Como no tenía adonde más ir, seguí las instrucciones del fraile y lo aguardé en la bifurcación del camino. Finalmente llegó, a lomos de una mula. Fray Juan no iba con él y mi amigo no había llenado sus canastos. Por su cara, estaba muy asustado.
—Tú mataste a un hombre, lo decapitaste.
—Yo no lo maté —dije, y le conté al fraile lo sucedido.
—Eso no importa. Ellos te culpan a ti. Vamos. —Me ayudó a montar detrás de él y arreó a la mula.
—De vuelta a Veracruz.
—Pero usted dijo…
—Hay un español muerto y te culpan a ti. No tengo ningún amigo que pueda ofrecerle refugio a un mestizo buscado por asesinato. Te cogerán y te matarán cuando te encuentren. No habrá juicio para un mestizo.
—¿Qué voy a hacer?
—Tenemos que volver a la ciudad. Nuestra única esperanza es que yo encuentre a esa mujer antes de que abandone la ciudad y trate de convencerla de que tú no causarás ningún daño. Mientras yo lo intento, tú escóndete con tus amigos léperos. Si todo lo demás falla, subirás a uno de los barcos que transportan mercaderías por la costa hasta el Yucatán, la tierra de los mayas. Es la parte más salvaje de Nueva España. Allí podrías desaparecer en la jungla, y ni un ejército te encontraría. Yo te daré todo el dinero que necesites. Hijo mío, nunca podrás volver a Veracruz. No existe perdón para un mestizo que mata a un español.
El fraile estaba muerto de miedo. Yo no hablaba la lengua de los mayas y no sabía nada de junglas. Terminaría comido por los salvajes si ponía el pie en la jungla de Yucatán. En una ciudad podría, al menos, robar comida. En la jungla, yo sería la comida. Se lo dije.

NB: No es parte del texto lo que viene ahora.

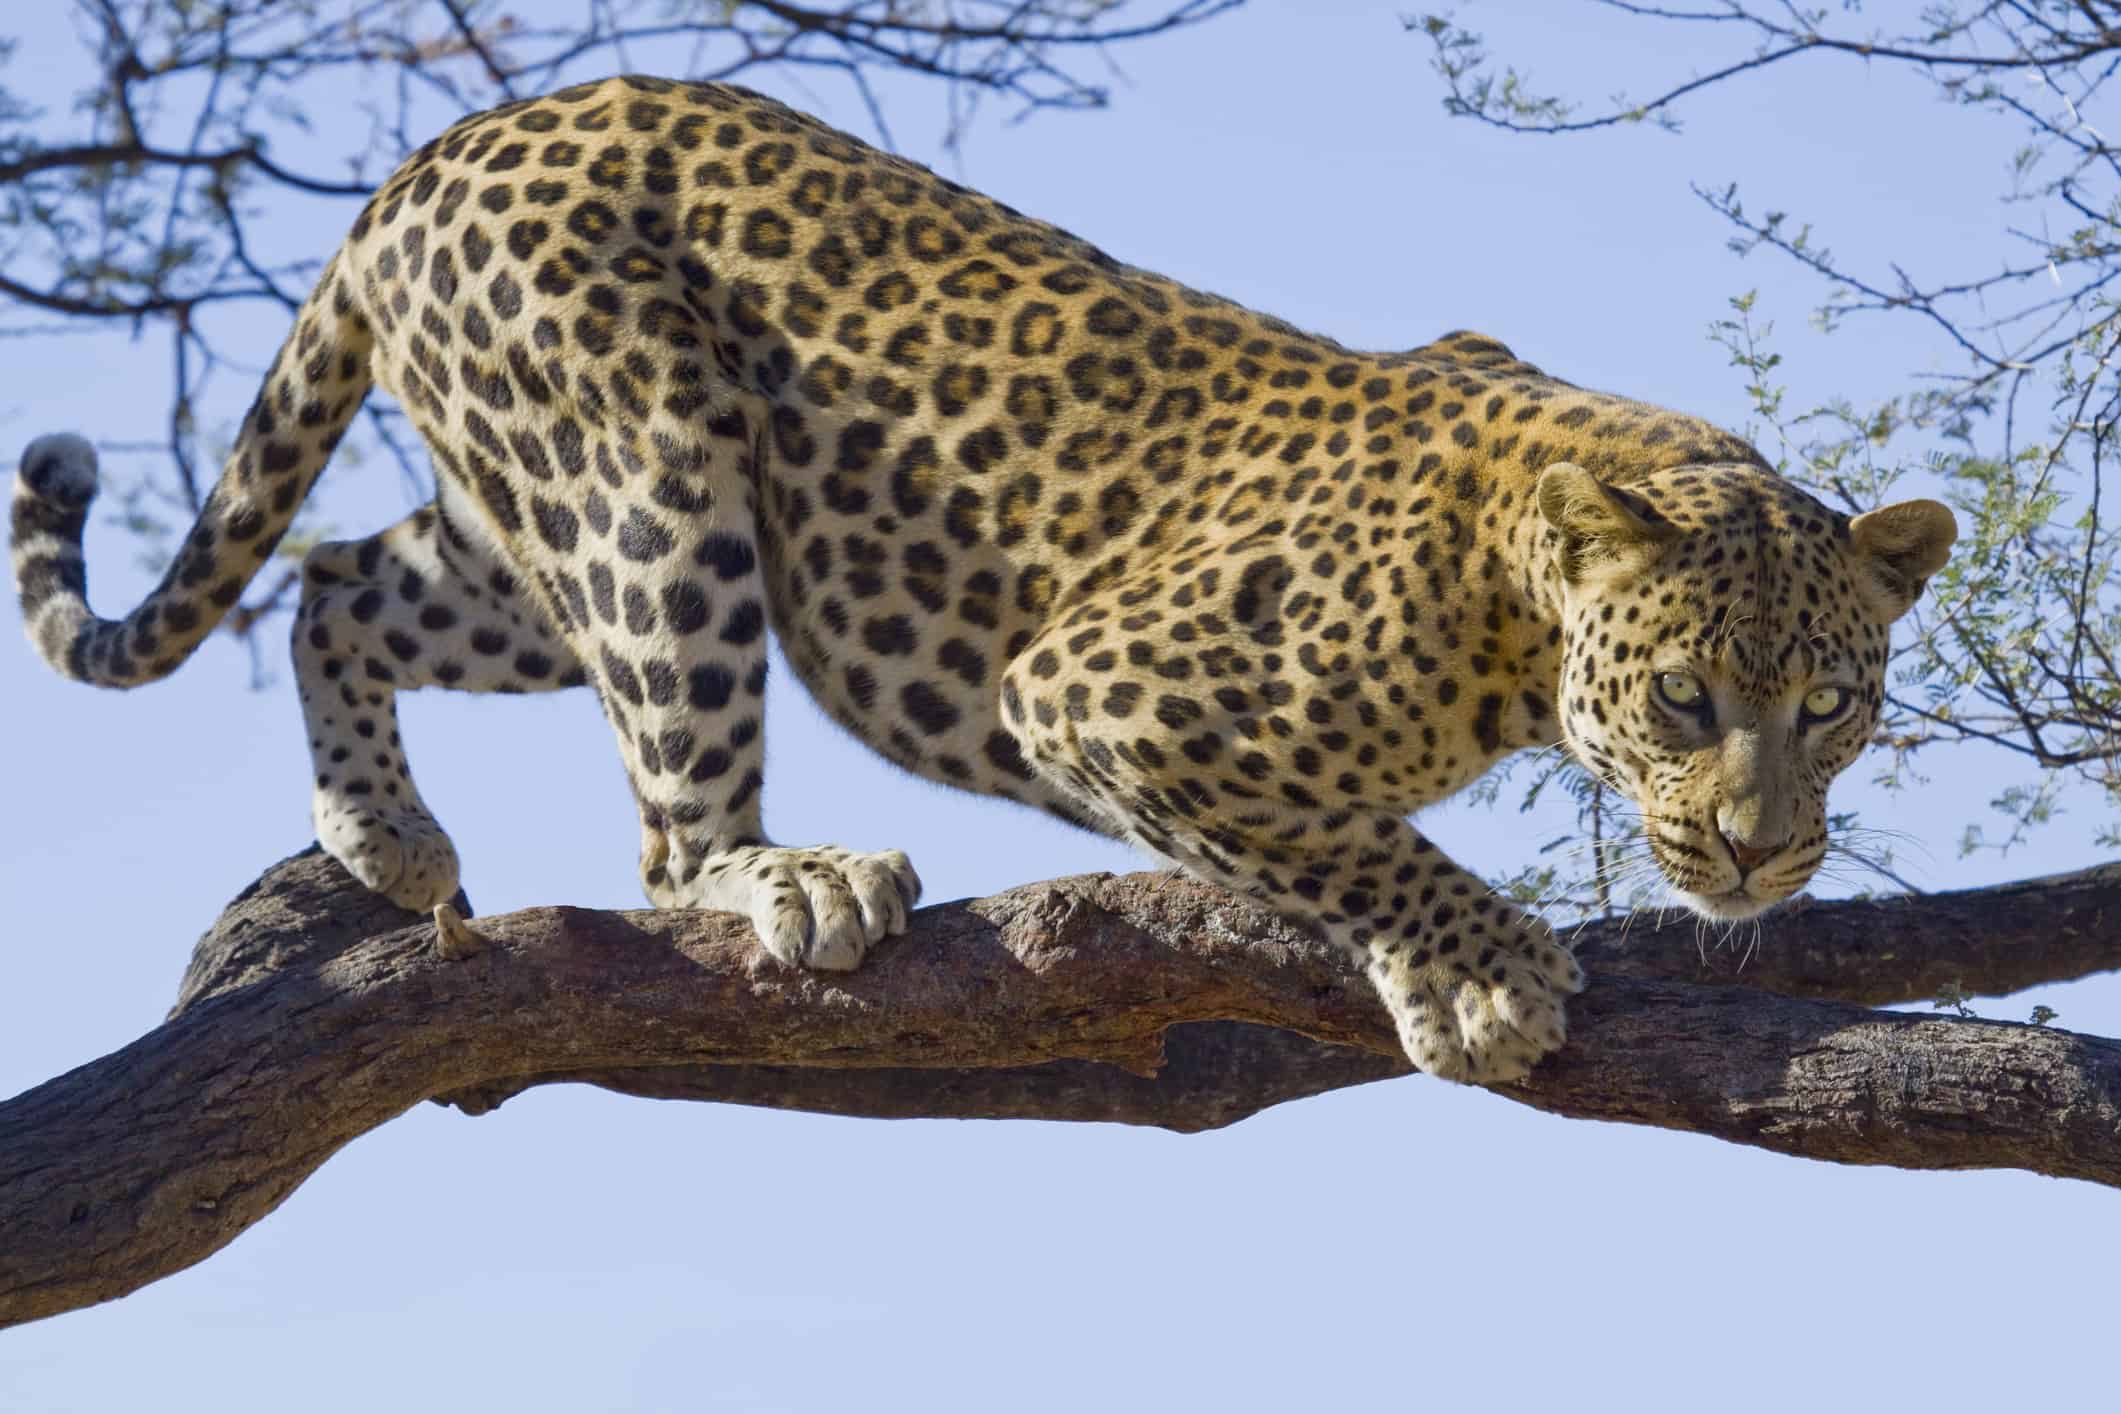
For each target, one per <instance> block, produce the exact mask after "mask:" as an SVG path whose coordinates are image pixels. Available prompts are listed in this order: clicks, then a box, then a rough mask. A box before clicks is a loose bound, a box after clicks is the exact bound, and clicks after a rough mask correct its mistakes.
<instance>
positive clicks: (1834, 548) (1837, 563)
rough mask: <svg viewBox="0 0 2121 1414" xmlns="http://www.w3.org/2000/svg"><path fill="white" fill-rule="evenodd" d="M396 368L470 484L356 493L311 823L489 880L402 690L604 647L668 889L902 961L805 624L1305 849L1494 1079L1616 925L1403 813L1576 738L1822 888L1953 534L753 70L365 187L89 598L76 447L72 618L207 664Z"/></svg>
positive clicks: (1289, 856) (1738, 850)
mask: <svg viewBox="0 0 2121 1414" xmlns="http://www.w3.org/2000/svg"><path fill="white" fill-rule="evenodd" d="M375 386H382V388H384V390H386V392H388V394H390V396H392V399H395V401H397V405H399V409H401V411H403V416H405V418H409V422H411V426H414V428H418V432H420V439H422V441H424V445H426V452H428V456H431V460H433V469H435V496H433V500H431V502H428V505H422V507H420V509H416V511H411V513H409V515H407V517H405V519H401V522H399V524H395V526H390V528H386V530H382V532H380V534H371V536H367V538H356V541H329V543H320V545H314V547H312V549H308V551H305V553H303V558H301V570H299V585H301V587H299V606H297V608H295V611H293V632H291V644H293V681H295V687H297V695H299V700H301V710H303V719H305V727H308V744H310V753H312V763H314V784H312V814H314V825H316V837H318V842H320V844H322V848H325V850H329V852H331V854H333V856H335V859H337V861H339V863H344V865H346V869H350V871H352V876H354V878H358V880H361V882H363V884H365V886H369V888H373V890H378V892H382V895H386V897H388V899H392V901H395V903H401V905H405V907H411V909H437V907H439V905H443V903H445V901H448V899H452V897H454V890H456V888H458V854H456V848H454V846H452V842H450V837H448V835H445V833H443V829H441V827H439V825H437V820H435V816H433V814H431V810H428V808H426V803H424V801H422V797H420V791H418V789H416V784H414V778H411V770H409V765H407V753H405V744H403V740H401V736H399V721H397V693H401V691H409V689H420V687H445V689H460V691H486V693H534V691H558V689H568V687H590V689H592V691H594V693H596V697H598V700H600V704H602V710H604V717H607V719H609V721H611V727H613V733H615V738H617V744H619V755H621V761H624V767H626V774H628V780H630V784H632V793H634V799H636V803H638V818H641V886H643V890H645V892H647V899H649V901H651V903H653V905H655V907H685V909H725V912H736V914H742V916H747V918H749V920H751V924H753V929H755V933H757V941H759V945H761V948H764V954H768V956H770V958H772V962H766V960H764V958H761V962H759V965H766V967H772V965H785V967H804V969H825V971H834V969H851V967H855V965H859V962H861V960H863V956H865V954H867V952H870V950H872V948H876V945H880V943H882V939H887V937H891V935H897V933H904V931H906V926H908V918H910V914H912V909H914V905H916V901H918V892H921V882H918V876H916V873H914V869H912V865H910V861H908V856H906V854H904V852H899V850H882V852H855V850H846V848H838V846H787V844H776V842H774V839H770V837H768V835H766V831H764V827H761V786H764V761H766V757H764V750H766V742H764V714H761V704H764V691H766V672H768V634H772V638H774V640H776V642H778V644H781V649H783V653H785V661H787V664H789V668H791V670H793V674H795V676H797V678H800V681H802V685H804V687H806V689H808V691H810V695H812V697H814V700H817V702H819V704H821V706H823V710H825V712H827V714H829V717H831V719H834V721H836V723H838V725H840V727H844V729H846V731H851V733H853V736H855V738H859V740H861V742H865V744H867V746H872V748H874V750H876V753H880V755H882V757H887V759H889V761H893V763H897V765H899V767H904V770H906V772H912V774H916V776H923V778H927V780H935V782H942V784H948V786H957V789H965V791H974V793H984V795H997V797H1007V799H1014V801H1022V803H1027V806H1031V808H1039V810H1046V812H1052V814H1056V816H1061V818H1065V820H1069V823H1073V825H1080V827H1086V829H1092V831H1099V833H1105V835H1111V837H1116V839H1122V842H1128V844H1133V846H1139V848H1141V850H1147V852H1150V854H1152V856H1154V859H1158V861H1164V863H1169V865H1175V867H1179V869H1184V871H1188V873H1192V876H1196V878H1200V880H1207V882H1211V884H1217V886H1224V888H1230V890H1237V892H1243V895H1247V897H1254V899H1258V901H1264V903H1266V905H1268V907H1273V909H1277V912H1281V914H1283V916H1287V918H1292V920H1296V922H1300V924H1302V926H1307V929H1309V931H1311V933H1315V935H1319V937H1324V939H1328V941H1332V943H1336V945H1340V948H1345V950H1347V952H1349V954H1351V958H1353V960H1355V962H1357V965H1360V969H1362V971H1364V973H1366V975H1368V979H1370V984H1374V988H1377V994H1379V996H1381V1001H1383V1005H1385V1007H1387V1009H1389V1013H1391V1018H1393V1024H1396V1032H1398V1039H1400V1043H1402V1047H1404V1051H1406V1056H1408V1060H1410V1062H1413V1064H1415V1066H1417V1068H1421V1071H1425V1073H1430V1075H1438V1077H1444V1079H1453V1081H1466V1083H1480V1085H1495V1083H1510V1081H1519V1079H1523V1077H1525V1075H1527V1073H1529V1071H1531V1066H1533V1064H1536V1062H1540V1060H1542V1058H1544V1056H1548V1054H1553V1051H1555V1049H1557V1047H1561V1045H1563V1043H1565V1035H1567V998H1570V996H1572V994H1576V992H1578V990H1580V988H1582V986H1584V973H1582V967H1580V965H1578V962H1576V958H1574V956H1572V952H1570V950H1567V948H1565V945H1563V943H1561V941H1559V939H1557V935H1555V931H1553V929H1550V926H1548V924H1546V922H1544V920H1542V918H1538V916H1536V914H1533V912H1531V909H1527V907H1525V905H1521V903H1517V901H1512V899H1510V897H1506V895H1502V892H1497V890H1491V888H1489V886H1487V884H1485V882H1483V880H1480V878H1476V876H1474V873H1470V871H1468V869H1463V867H1461V865H1457V863H1455V861H1453V859H1451V856H1449V854H1444V852H1442V850H1440V848H1436V844H1432V842H1430V837H1427V835H1425V833H1423V831H1421V829H1419V827H1417V825H1415V823H1413V818H1410V816H1415V812H1419V810H1421V808H1425V806H1434V803H1436V801H1442V799H1447V797H1451V795H1455V793H1459V791H1463V789H1466V786H1468V784H1472V782H1474V780H1478V778H1480V776H1483V774H1485V772H1487V770H1489V767H1491V765H1495V763H1497V761H1502V759H1504V757H1508V755H1512V753H1519V750H1527V748H1555V750H1565V753H1567V755H1570V757H1572V759H1574V761H1578V763H1580V765H1582V767H1587V770H1589V772H1591V776H1593V778H1595V780H1599V782H1603V784H1606V786H1610V789H1614V791H1616V793H1618V797H1623V799H1627V801H1631V803H1633V808H1635V810H1637V812H1640V823H1642V829H1644V833H1646V839H1648V848H1650V852H1652V854H1654V859H1657V865H1659V867H1661V871H1663V878H1665V884H1667V886H1669V888H1671V890H1673V895H1676V899H1680V901H1684V903H1686V905H1690V907H1695V909H1697V912H1701V914H1705V916H1712V918H1748V916H1754V914H1758V912H1760V909H1767V907H1771V905H1775V903H1777V901H1782V899H1788V897H1790V895H1794V892H1796V890H1801V888H1803V886H1805V882H1807V880H1809V878H1811V873H1813V869H1816V867H1818V865H1820V859H1822V854H1824V850H1826V839H1828V827H1826V814H1824V799H1826V786H1828V782H1830V780H1833V778H1835V776H1839V774H1841V772H1843V770H1845V767H1847V765H1850V763H1852V761H1854V759H1856V755H1858V753H1860V748H1862V746H1864V742H1866V738H1869V736H1871V733H1873V729H1875V725H1877V721H1879V710H1881V702H1883V683H1886V666H1888V653H1890V630H1892V623H1894V621H1896V619H1900V617H1903V615H1905V613H1907V611H1909V608H1911V606H1913V604H1915V600H1917V596H1920V594H1922V591H1924V585H1926V581H1928V579H1930V577H1932V575H1934V572H1936V570H1941V568H1943V564H1945V560H1947V553H1949V549H1951V543H1953V538H1956V534H1958V528H1956V522H1953V515H1951V511H1949V509H1947V507H1945V505H1941V502H1934V500H1907V502H1898V505H1888V507H1879V509H1871V511H1866V513H1854V515H1852V513H1841V511H1837V509H1830V507H1826V505H1822V502H1820V500H1816V498H1813V496H1811V494H1807V492H1805V490H1801V488H1799V485H1796V483H1792V481H1790V479H1784V477H1782V475H1777V471H1775V469H1773V466H1771V464H1769V462H1767V460H1765V458H1763V456H1760V452H1758V449H1756V447H1754V445H1750V443H1748V441H1746V439H1741V437H1737V435H1733V432H1726V430H1720V428H1718V426H1712V424H1710V422H1703V420H1699V418H1693V416H1686V413H1676V411H1667V409H1661V407H1654V405H1646V403H1637V401H1629V399H1623V396H1614V394H1603V392H1591V390H1584V388H1578V386H1574V384H1567V382H1561V379H1557V377H1550V375H1546V373H1542V371H1540V369H1538V367H1533V365H1529V363H1525V360H1521V358H1519V356H1517V354H1512V352H1510V348H1506V346H1504V343H1502V341H1497V339H1493V337H1487V335H1478V333H1468V331H1457V333H1449V335H1442V337H1440V339H1436V341H1432V343H1423V346H1417V348H1410V350H1402V352H1355V350H1349V348H1343V346H1340V343H1336V341H1332V339H1328V337H1321V335H1313V333H1304V331H1300V329H1296V326H1294V324H1290V322H1283V320H1279V318H1273V316H1266V314H1258V312H1251V310H1247V307H1243V305H1239V303H1234V301H1228V299H1222V297H1215V295H1207V293H1198V290H1192V288H1188V286H1184V284H1179V282H1177V280H1171V278H1164V276H1158V273H1152V271H1145V269H1137V267H1130V265H1124V263H1120V261H1116V259H1114V257H1109V254H1105V252H1103V250H1099V248H1097V246H1092V244H1090V242H1086V240H1080V237H1075V235H1071V233H1067V231H1063V229H1058V227H1054V225H1048V223H1041V220H1035V218H1029V216H1024V214H1020V212H1016V210H1012V208H1010V206H1003V204H1001V201H995V199H991V197H986V195H980V193H978V191H971V189H967V187H963V184H959V182H952V180H946V178H944V176H937V174H933V172H931V170H927V167H923V165H918V163H914V161H908V159H904V157H897V155H891V153H882V151H876V148H874V146H870V144H865V142H861V140H857V138H853V136H848V134H844V131H838V129H834V127H831V125H827V123H823V121H819V119H812V117H808V114H804V112H800V110H793V108H789V106H785V104H781V102H776V100H772V98H766V95H761V93H753V91H747V89H742V87H732V85H721V83H687V81H668V78H651V76H617V78H607V81H598V83H585V85H575V87H564V89H558V91H554V93H549V95H543V98H530V100H522V102H509V104H503V106H498V108H492V110H486V112H477V114H473V117H467V119H462V121H458V123H456V125H454V127H450V129H448V131H443V134H441V136H439V138H435V140H433V142H428V144H426V146H422V148H418V151H416V153H411V157H409V159H407V161H405V163H403V165H401V167H399V170H397V172H395V174H392V176H390V178H388V180H384V182H382V187H380V189H375V191H373V195H371V199H369V201H367V204H365V208H363V210H361V214H358V218H356V220H354V223H352V229H350V233H348V237H346V242H344V244H341V246H339V248H337V250H335V252H333V254H331V257H329V261H327V263H325V265H322V273H320V278H318V280H316V286H314V290H312V293H310V295H308V301H305V303H303V305H301V310H299V314H297V316H295V322H293V333H291V335H288V337H286V343H284V346H282V348H280V352H278V354H276V358H274V363H271V365H269V369H267V371H265V377H263V382H261V388H259V392H257V401H255V403H252V405H250V409H248V411H246V413H244V420H242V424H240V430H238V435H235V437H233V443H231V449H229V456H227V460H225V466H223V471H221V475H218V479H216V481H214V485H212V492H210V494H208V496H206V498H204V505H201V509H199V513H197V522H195V524H193V526H191V528H189V534H185V538H182V543H180V545H176V549H174V553H172V555H170V562H168V570H165V575H163V577H161V581H159V585H157V587H155V589H153V591H151V594H148V596H146V598H144V600H142V602H140V606H138V608H134V611H132V613H129V615H125V617H123V619H102V617H98V615H95V613H93V611H91V608H89V602H87V566H85V558H83V528H85V524H87V513H89V505H91V498H93V496H95V490H98V483H100V469H98V458H95V447H93V443H91V441H89V439H85V437H81V435H72V432H59V435H49V437H40V439H36V441H34V443H32V445H28V447H25V452H23V456H21V464H19V475H17V483H15V496H13V511H11V526H13V572H15V583H17V594H19V600H21V611H23V617H25V625H28V632H30V638H32V642H34V644H36V649H38V651H40V655H42V657H45V659H47V661H49V664H51V668H55V670H57V672H62V674H66V676H68V678H76V681H83V683H91V685H98V687H117V689H123V687H138V685H142V683H151V681H155V678H161V676H165V674H170V672H174V670H176V666H178V664H182V661H185V659H187V657H189V655H191V653H193V651H195V649H197V647H199V642H201V640H204V638H206V636H208V634H210V632H212V630H214V628H216V625H218V623H221V621H223V619H225V615H229V611H231V608H235V606H238V602H240V600H242V596H244V591H246V585H248V583H250V581H252V577H257V575H259V570H261V566H263V564H265V562H267V560H271V558H274V553H276V549H278V545H280V538H282V534H284V532H286V530H288V526H291V522H293V517H295V515H297V509H299V507H301V505H303V500H305V496H308V494H310V488H312V485H314V483H316V479H318V475H320V473H322V469H325V464H327V460H329V456H331V452H333V447H335V445H337V443H339V439H341V437H344V432H346V430H348V424H350V420H352V418H354V416H356V411H358V409H361V407H363V403H365V396H367V394H369V390H371V388H375ZM539 750H541V748H539ZM539 750H530V753H528V757H530V759H528V767H530V770H537V755H539ZM437 918H439V914H437Z"/></svg>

—Entonces, vete a las zonas indias en las que entiendes la lengua náhuatl o los dialectos parecidos. Hay cientos de aldeas indias.

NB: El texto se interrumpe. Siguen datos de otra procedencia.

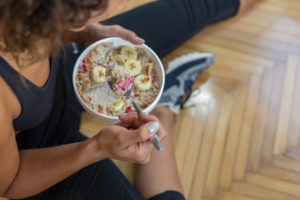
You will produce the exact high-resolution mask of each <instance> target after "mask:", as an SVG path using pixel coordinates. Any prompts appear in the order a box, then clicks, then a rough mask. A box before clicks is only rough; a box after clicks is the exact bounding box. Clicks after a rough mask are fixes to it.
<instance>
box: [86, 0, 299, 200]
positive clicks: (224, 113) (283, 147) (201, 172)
mask: <svg viewBox="0 0 300 200" xmlns="http://www.w3.org/2000/svg"><path fill="white" fill-rule="evenodd" d="M144 2H146V1H137V0H135V1H133V2H132V5H131V6H132V7H134V6H136V5H138V4H141V3H144ZM194 51H202V52H212V53H213V54H214V55H215V57H216V62H215V64H214V65H213V67H211V68H210V69H209V70H208V71H206V72H205V73H203V74H201V75H200V76H199V77H198V79H197V83H196V84H195V87H198V86H200V87H201V89H202V94H201V95H200V96H199V102H198V104H197V106H194V107H190V108H187V109H185V110H183V111H182V112H181V113H180V115H179V116H178V117H177V118H176V128H175V130H177V131H176V133H175V134H176V158H177V163H178V169H179V173H180V177H181V180H182V183H183V187H184V191H185V194H186V196H187V198H188V199H191V200H200V199H204V200H209V199H214V200H217V199H218V200H219V199H222V200H255V199H260V200H297V199H298V200H299V199H300V117H299V114H300V1H299V0H265V1H263V2H262V3H259V4H257V5H256V6H255V8H254V9H253V10H251V11H250V12H248V13H247V14H246V15H244V16H242V17H239V18H234V19H231V20H228V21H226V22H223V23H219V24H217V25H213V26H210V27H208V28H206V29H204V30H203V31H202V32H201V33H199V34H197V35H196V36H195V37H193V38H192V39H191V40H189V41H188V42H186V43H185V44H184V45H182V46H181V47H180V48H178V49H177V50H175V51H174V52H172V53H171V54H170V55H168V56H167V57H166V58H165V59H164V62H167V61H169V60H171V59H173V58H175V57H177V56H180V55H182V54H185V53H189V52H194ZM106 125H107V124H104V123H101V122H99V121H97V120H96V119H93V118H91V117H90V116H89V115H87V114H84V115H83V123H82V127H81V130H82V131H83V132H84V133H86V134H88V135H93V134H94V133H96V132H97V131H98V130H100V128H101V127H103V126H106ZM117 165H118V166H119V167H120V168H121V170H122V171H123V172H124V173H125V174H126V175H127V176H128V177H129V179H131V178H132V165H130V164H128V163H124V162H117Z"/></svg>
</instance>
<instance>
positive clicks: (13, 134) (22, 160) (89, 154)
mask: <svg viewBox="0 0 300 200" xmlns="http://www.w3.org/2000/svg"><path fill="white" fill-rule="evenodd" d="M6 108H7V106H5V102H4V100H3V99H2V97H1V96H0V111H1V112H0V196H5V197H8V198H25V197H28V196H32V195H34V194H37V193H39V192H41V191H43V190H45V189H47V188H49V187H51V186H53V185H54V184H56V183H58V182H59V181H61V180H63V179H64V178H66V177H68V176H70V175H71V174H73V173H75V172H76V171H78V170H80V169H82V168H83V167H85V166H87V165H89V164H91V163H93V162H96V161H97V160H100V159H103V156H102V154H101V153H100V152H99V150H98V148H97V141H95V139H89V140H87V141H85V142H81V143H73V144H68V145H62V146H56V147H51V148H43V149H31V150H22V151H18V148H17V144H16V140H15V133H14V129H13V126H12V120H11V118H10V117H9V116H10V115H9V112H8V111H7V109H6ZM41 134H42V133H41Z"/></svg>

Yo no era indio; en esas aldeas me rechazarían. Debido a los miedos del fraile, yo dudaba en expresar el mío. Cuando la mula bajó por una colina y me incliné hacia adelante contra su espalda, sentí que el cuerpo del fraile se estremecía.
—Nunca debería haberte criado. No debería haber tratado de ayudar a tu madre. Me ha costado mi sacerdocio y, ahora, quizá la vida.
¿De qué manera ayudar a mi madre le había costado el sacerdocio? Y, ¿por qué me perseguían Ramón y aquella mujer?
Se lo pregunté, pero él se limitó a responder:
—La ignorancia es tu única esperanza. Y también la mía. Debes poder decir honestamente que no sabes nada.
Pero yo no estaba convencido de que mi ignorancia me protegiera. Si no hubiera sido por Mateo, yo habría muerto allí mismo, ensangrentado, aunque ignorara las respuestas a todas esas preguntas.
El fraile rezó mucho durante el largo trayecto de vuelta. Prácticamente no pronunció palabra, incluso cuando acampamos. Escondidos entre los arbustos, acampamos lejos, muy lejos del sendero.
Cuando estábamos a una hora de camino a Veracruz nos detuvimos.
—Debes viajar solamente por la noche —me advirtió el fraile—, y entrar en Veracruz al amparo de la oscuridad. Quédate lejos del camino y ocúltate cuando haya luz. No vayas a la Casa de los Pobres hasta que yo te mande buscar.
—¿Cómo me encontrará?
—Permanece en contacto con Beatriz. Yo te enviaré un mensaje a través de ella cuando no haya peligro.
Cuando me di la vuelta para alejarme, el fraile se deslizó de la mula cansada y me abrazó.
—Tú no has hecho nada malo para merecer todo esto… a menos que se te pueda culpar por haber nacido. ¡Ve con Dios!
Y el diablo, pensé.
Al enfilar hacia el mezquital, una serie de palabras me siguieron, palabras que me habrían de acosar durante el resto de mi vida: «Recuerda, Cristo, que si te encuentran, nada te salvará».